Dual mechanistic function of MDSC subsets in melanoma resistance.

Abstract

8590 Background: Myeloid-derived suppressor cells (MDSC) accumulate in tumor-bearing hosts, suppress T-cell function and promote tumor-driven angiogenesis. Melanoma represents a resistant tumor type that is nevertheless highly immunogenic. Angiogenesis, closely linked to ulceration in primary tumors, plays a particularly important role in melanoma progression. The role of MDSC in promoting immune suppression and angiogenesis in melanoma is not fully understood. Methods: T-cell function (IFNγ production), MDSC subset frequencies (CD15+ neutrophilic, n-MDSC, CD14+ monocytic, m-MDSC, and CD15-CD14- immature, i-MDSC) and MDSC production of proangiogenic factors were measured in stage III/IV melanoma patients. n-MDSC and m-MDSC were induced from healthy donor blood by melanoma conditioned media (MCM). Induced n-MDSC and m-MDSC were compared in their ability to impact growth and vascularity in melanoma xenografts. Results: T- cells derived from melanoma patients were significantly deficient in Type-1 function compared to those from age-matched healthy donors (5.91±0.9%,n = 15 versus 18.01±1.4%, n = 21 IFNγ+CD3+ p < 0.0000002), and this was linked to elevations in all MDSC subsets (1.66±0.37% n-MDSC p = 0.001, 1.51±0.20% i-MDSC p = 0.2, 0.14±.025% m-MDSC p = 0.015; 3.3±0.46 total-MDSC p = 0.01, n = 15) compared to healthy donors (0.19±0.14% n-MDSC, 1.12±0.36% i-MDSC, 0.06±.019% m-MDSC; 1.37±0.46 total-MDSC, n = 5).
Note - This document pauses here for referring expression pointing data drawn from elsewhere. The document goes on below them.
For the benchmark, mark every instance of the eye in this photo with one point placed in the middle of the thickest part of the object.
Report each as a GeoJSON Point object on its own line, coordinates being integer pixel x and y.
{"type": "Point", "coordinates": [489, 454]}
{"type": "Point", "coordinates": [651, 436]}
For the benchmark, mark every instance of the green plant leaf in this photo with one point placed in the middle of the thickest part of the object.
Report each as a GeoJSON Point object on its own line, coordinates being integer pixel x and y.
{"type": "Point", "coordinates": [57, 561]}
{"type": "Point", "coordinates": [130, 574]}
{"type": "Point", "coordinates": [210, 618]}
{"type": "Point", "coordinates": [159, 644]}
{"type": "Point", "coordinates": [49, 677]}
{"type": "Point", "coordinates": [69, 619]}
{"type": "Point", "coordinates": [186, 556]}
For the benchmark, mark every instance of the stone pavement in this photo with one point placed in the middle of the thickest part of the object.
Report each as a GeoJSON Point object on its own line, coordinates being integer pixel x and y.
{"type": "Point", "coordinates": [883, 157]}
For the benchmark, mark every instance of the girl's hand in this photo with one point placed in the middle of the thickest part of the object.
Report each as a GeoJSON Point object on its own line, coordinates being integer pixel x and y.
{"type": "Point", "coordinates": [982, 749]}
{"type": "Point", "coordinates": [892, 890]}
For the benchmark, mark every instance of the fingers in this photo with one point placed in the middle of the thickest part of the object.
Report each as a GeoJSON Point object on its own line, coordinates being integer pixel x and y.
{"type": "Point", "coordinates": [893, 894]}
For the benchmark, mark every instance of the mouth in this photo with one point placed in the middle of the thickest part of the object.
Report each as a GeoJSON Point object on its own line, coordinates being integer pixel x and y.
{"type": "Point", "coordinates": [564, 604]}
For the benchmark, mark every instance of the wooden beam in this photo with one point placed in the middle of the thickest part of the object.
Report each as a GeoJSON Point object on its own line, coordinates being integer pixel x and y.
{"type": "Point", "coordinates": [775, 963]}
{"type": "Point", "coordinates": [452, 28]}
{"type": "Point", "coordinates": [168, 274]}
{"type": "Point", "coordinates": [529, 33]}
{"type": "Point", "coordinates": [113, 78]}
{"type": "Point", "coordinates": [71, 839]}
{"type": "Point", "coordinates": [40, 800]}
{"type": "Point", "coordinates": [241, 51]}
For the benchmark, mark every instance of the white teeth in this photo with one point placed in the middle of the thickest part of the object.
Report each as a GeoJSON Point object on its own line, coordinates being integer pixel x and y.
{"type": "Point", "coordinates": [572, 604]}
Proteome array showed patient- derived MDSC produced several proangiogenic factors (IL-8, MMP8/9, platelet factor and VEGF). MCM bestowed healthy donor-derived neutrophils and monocytes with phenotypic and functional n- and m-MDSC identities. Studies examining enhancement of growth and blood vessel formation in xenografted melanoma tumors by induced n- and m-MDSC are ongoing. Conclusions: Tumor-driven n-MDSC and m-MDSC induction diminishes the potential effectiveness of antitumor immunity and promotes angiogenesis in melanoma. Further identification of those factors involved in this induction, as well as strategies aimed at reversing MDSC in melanoma using drugs such as sunitinib, could have potential therapeutic impact in melanoma. No significant financial relationships to disclose.